2019年3月末日、ニプシー・ハッスルというラッパーが、カリフォルニア州サウス・ロサンゼルスに位置し、自ら経営する「マラソン・クロージング」の店舗駐車場で撃ち殺された、という悲報が駆け巡った。そのわずか2カ月ほど前、候補者としてグラミー授賞式に出席していたとはいえ、ニプシーは――例えば、生前の2パックに比べたら――知名度もセールスも格段に低い。コアなラップリスナーの間でさえ、「ストリート・ギャングあがり」、あるいは「彼らと太い絆で結ばれているラッパー」という認識が大半を占めていたようだった。
ロスには1960年代から「クリップス」と「ブラッズ」というストリートギャングの2大派閥が存在している。

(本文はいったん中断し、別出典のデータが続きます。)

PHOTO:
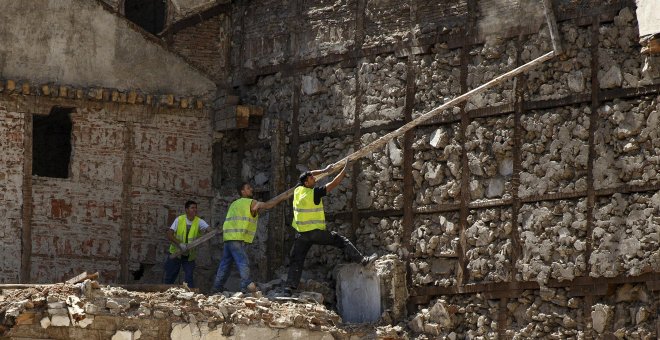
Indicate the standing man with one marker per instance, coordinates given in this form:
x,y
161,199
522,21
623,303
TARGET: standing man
x,y
309,222
237,232
183,230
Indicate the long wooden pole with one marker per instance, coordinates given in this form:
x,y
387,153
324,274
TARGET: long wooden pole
x,y
380,142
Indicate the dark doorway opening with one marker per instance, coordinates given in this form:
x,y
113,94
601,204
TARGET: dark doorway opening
x,y
51,143
148,14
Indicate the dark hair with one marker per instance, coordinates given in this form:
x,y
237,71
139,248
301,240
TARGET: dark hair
x,y
189,203
303,177
241,186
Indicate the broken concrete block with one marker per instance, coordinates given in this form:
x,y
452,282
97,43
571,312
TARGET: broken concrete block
x,y
124,335
600,316
45,322
60,320
88,320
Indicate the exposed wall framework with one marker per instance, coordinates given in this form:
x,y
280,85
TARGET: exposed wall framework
x,y
597,80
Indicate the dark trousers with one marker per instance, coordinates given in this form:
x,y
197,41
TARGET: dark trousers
x,y
306,240
172,267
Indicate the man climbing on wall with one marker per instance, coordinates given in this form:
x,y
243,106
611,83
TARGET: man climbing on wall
x,y
237,232
309,222
185,229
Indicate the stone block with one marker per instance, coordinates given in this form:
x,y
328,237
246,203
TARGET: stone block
x,y
60,321
358,294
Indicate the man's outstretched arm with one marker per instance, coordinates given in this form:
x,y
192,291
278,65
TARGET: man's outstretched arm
x,y
335,181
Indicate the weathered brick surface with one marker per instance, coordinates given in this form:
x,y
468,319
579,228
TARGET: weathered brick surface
x,y
204,45
11,195
77,222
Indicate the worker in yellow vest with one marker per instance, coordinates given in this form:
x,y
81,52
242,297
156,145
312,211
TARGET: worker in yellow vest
x,y
185,229
237,232
309,222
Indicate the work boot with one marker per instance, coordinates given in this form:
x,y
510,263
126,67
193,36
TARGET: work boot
x,y
367,260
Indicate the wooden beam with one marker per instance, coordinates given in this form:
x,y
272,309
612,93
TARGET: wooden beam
x,y
194,244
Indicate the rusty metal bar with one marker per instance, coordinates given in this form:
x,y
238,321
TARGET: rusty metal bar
x,y
26,236
408,156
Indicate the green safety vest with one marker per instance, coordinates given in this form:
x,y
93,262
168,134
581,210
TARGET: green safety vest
x,y
181,236
307,215
239,224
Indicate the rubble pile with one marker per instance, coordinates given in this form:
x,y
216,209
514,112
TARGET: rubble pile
x,y
490,158
327,91
382,173
436,166
627,143
84,312
487,62
618,53
553,236
383,84
437,80
554,151
488,252
629,312
626,235
435,240
548,314
459,317
559,77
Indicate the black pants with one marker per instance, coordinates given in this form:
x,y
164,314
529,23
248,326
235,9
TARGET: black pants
x,y
306,240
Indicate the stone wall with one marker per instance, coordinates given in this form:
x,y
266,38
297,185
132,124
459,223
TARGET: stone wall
x,y
132,167
521,185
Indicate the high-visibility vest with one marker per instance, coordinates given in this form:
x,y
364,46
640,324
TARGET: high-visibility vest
x,y
307,215
181,230
239,224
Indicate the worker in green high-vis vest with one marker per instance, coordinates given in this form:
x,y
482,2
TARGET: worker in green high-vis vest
x,y
185,229
309,222
237,232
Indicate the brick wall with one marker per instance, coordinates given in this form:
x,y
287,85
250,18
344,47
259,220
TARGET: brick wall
x,y
205,46
11,196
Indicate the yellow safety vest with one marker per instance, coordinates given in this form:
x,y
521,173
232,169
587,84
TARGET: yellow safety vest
x,y
239,224
181,235
307,215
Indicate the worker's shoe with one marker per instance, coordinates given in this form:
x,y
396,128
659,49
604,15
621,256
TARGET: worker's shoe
x,y
367,260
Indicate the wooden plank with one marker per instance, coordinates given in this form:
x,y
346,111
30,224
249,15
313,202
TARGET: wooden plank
x,y
200,240
82,277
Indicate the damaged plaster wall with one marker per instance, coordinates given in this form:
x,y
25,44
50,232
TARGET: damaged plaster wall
x,y
79,223
79,43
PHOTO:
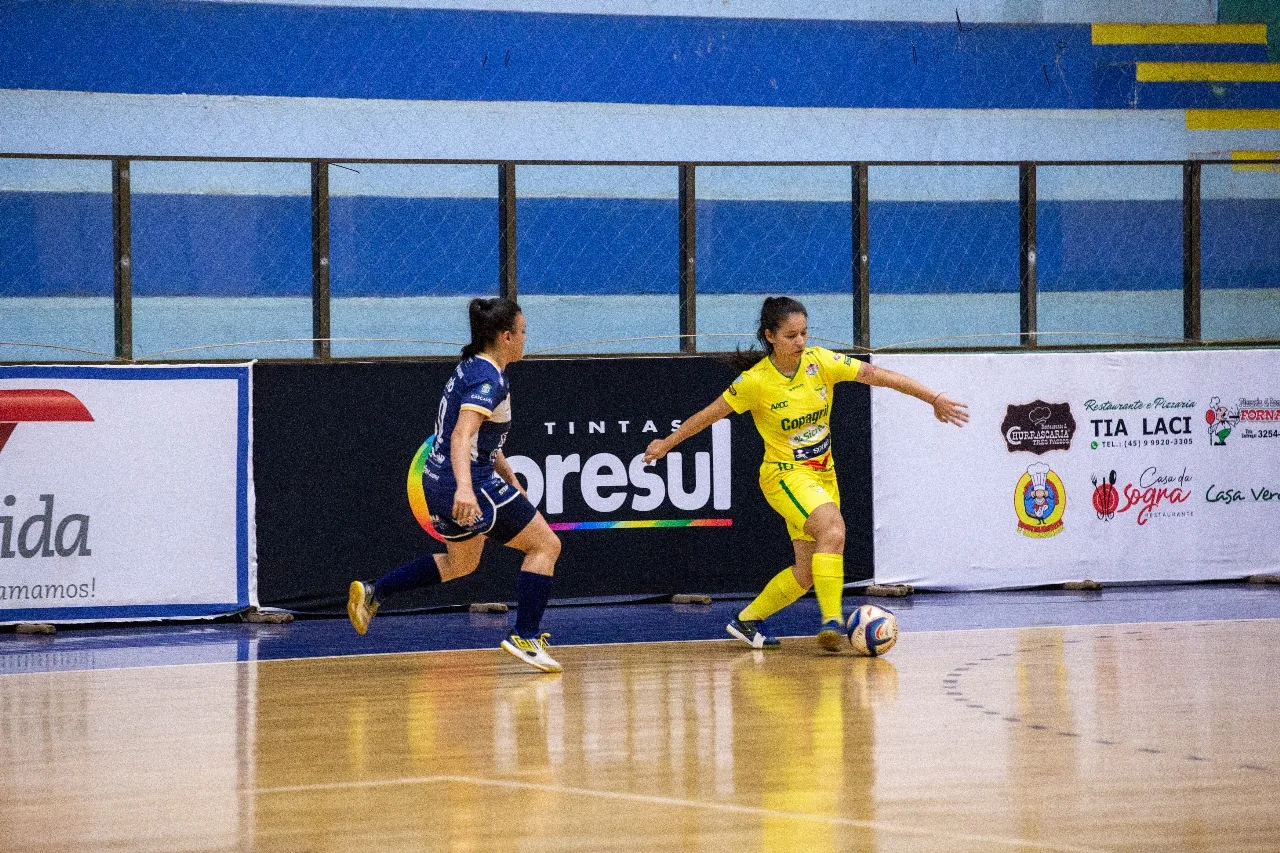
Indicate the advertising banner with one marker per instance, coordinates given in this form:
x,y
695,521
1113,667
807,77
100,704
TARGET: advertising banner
x,y
339,495
1116,466
124,492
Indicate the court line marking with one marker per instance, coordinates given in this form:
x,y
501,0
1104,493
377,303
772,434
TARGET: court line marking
x,y
562,646
654,799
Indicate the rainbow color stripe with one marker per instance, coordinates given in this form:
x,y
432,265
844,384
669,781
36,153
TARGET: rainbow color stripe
x,y
416,496
632,525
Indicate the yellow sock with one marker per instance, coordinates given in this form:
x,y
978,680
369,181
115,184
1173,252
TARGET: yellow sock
x,y
828,583
776,594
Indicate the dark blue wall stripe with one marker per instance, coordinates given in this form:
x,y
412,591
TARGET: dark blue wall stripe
x,y
260,246
232,49
55,243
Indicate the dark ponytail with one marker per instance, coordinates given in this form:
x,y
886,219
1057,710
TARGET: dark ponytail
x,y
773,314
489,318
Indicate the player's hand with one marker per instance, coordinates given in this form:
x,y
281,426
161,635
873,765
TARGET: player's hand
x,y
949,411
657,450
466,509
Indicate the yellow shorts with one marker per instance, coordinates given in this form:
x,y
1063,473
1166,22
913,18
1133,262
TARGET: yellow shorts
x,y
796,491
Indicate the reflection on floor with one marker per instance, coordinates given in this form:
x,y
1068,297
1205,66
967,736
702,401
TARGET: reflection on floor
x,y
74,648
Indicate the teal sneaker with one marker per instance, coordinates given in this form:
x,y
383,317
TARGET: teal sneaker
x,y
749,632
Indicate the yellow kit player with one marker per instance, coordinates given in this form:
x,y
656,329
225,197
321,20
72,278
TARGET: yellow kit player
x,y
789,393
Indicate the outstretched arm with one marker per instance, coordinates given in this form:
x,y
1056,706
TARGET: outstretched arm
x,y
946,410
659,447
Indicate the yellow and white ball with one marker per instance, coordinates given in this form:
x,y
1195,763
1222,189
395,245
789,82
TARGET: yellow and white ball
x,y
872,630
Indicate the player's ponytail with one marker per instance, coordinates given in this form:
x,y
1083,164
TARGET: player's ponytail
x,y
773,314
489,318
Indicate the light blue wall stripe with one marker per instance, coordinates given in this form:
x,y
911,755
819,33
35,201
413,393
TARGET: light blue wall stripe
x,y
78,123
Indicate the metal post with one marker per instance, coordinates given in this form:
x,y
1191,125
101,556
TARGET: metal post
x,y
688,260
122,251
862,270
1027,252
1191,251
507,231
320,315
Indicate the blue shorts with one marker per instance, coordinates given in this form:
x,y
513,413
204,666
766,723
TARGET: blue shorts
x,y
504,510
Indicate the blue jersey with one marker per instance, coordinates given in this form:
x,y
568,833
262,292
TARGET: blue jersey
x,y
479,386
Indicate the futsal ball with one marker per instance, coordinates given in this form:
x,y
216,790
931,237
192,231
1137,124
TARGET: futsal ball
x,y
872,630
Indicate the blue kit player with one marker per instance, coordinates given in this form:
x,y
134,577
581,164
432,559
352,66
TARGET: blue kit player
x,y
471,492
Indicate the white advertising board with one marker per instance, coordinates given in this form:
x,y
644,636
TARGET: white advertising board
x,y
1112,466
124,492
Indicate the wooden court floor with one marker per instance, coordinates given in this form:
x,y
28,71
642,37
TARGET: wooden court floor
x,y
1146,737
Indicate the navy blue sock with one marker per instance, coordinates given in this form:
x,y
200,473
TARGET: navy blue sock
x,y
531,594
415,574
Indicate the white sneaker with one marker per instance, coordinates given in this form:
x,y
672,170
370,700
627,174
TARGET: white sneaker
x,y
361,605
531,651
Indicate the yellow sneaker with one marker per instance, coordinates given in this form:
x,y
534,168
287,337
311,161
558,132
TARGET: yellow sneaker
x,y
361,605
531,651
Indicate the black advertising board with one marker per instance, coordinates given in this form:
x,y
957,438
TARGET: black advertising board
x,y
333,445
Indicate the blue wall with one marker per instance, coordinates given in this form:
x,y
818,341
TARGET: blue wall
x,y
429,54
200,245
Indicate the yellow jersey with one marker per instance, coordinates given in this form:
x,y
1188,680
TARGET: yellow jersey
x,y
792,414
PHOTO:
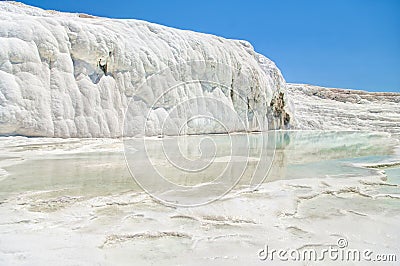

ニプシーがつるんでいたのは、クリップス側の〈ローリン60ズ〉というセット(組)だった。76年から活動を始めた彼らは、90年代末から00年代初頭にかけて、ロスでもっとも多くの構成員を擁するまでに成長した。85年生まれのニプシーは、14歳で家を出てローリン60ズに入ったというから、構成員数のピーク時だ。そして、ラッパーとしては05年末から本格的に始動し、その3年後にはメジャーレーベルと契約することになる。
そんなわけで、彼の死に関する一報を耳にした瞬間、「やはりギャング絡みなのか」と勝手に結論づけてしまった者も少なくなかったようだ。ただし、ラッパー以外の彼の姿を知る人たちにとって、その実像は違ったようだ。ロス在住で、9月中旬に発売される『ギャングスター・ラップの歴史』(ソーレン・ベイカー著/DU BOOKS)の翻訳を担当した塚田桂子氏は次のように話す。
「ニプシーは、とにかく地元の人たちに慕われ、愛されていました。ラップだけでなくビジネス面でも卓越した人物で、読書家、行動派、クリップスとの関連を公言しながらも、(ギャングの)派閥の違いを超えて兄弟愛を育んでいた人物といった印象が強いです」
「ある時、ニプシーに読むべき本はあるかと訪ねたら、『Three Magic Words』という本を薦められた」と塚田氏は生前の彼を振り返る。
「彼は売れるようになってから、ショッピングモールの一店舗で自身のアパレルショップ(マラソン・クロージング)を始めたんです。彼はラップで儲けた金を地元に投資し続けたことでも有名で、アパレル以外にも魚屋、床屋、コワーキング・スペース(共同で仕事をする場所)やインナーシティの子どもたちが学ぶためのSTEMセンターなど、とにかく地元のために貢献しました。しかし、ゲットーには彼の成功やポジティブなイメージ、行動を称賛する人もいれば、少なからず妬む人たちもいた。おそらくその後者によって彼の命が奪われてしまったことは、本当に残念です」
事件発生後に伝えられたニプシーに関する報道内容は、ネガティブなギャング絡みではなく、塚田氏が話してくれた通り、地元経済の発展に寄与していた起業家であり、青少年育成に関わる社会活動家としての面に焦点が当てられていた。彼は生前、AP通信社による取材の際、次のように話していた。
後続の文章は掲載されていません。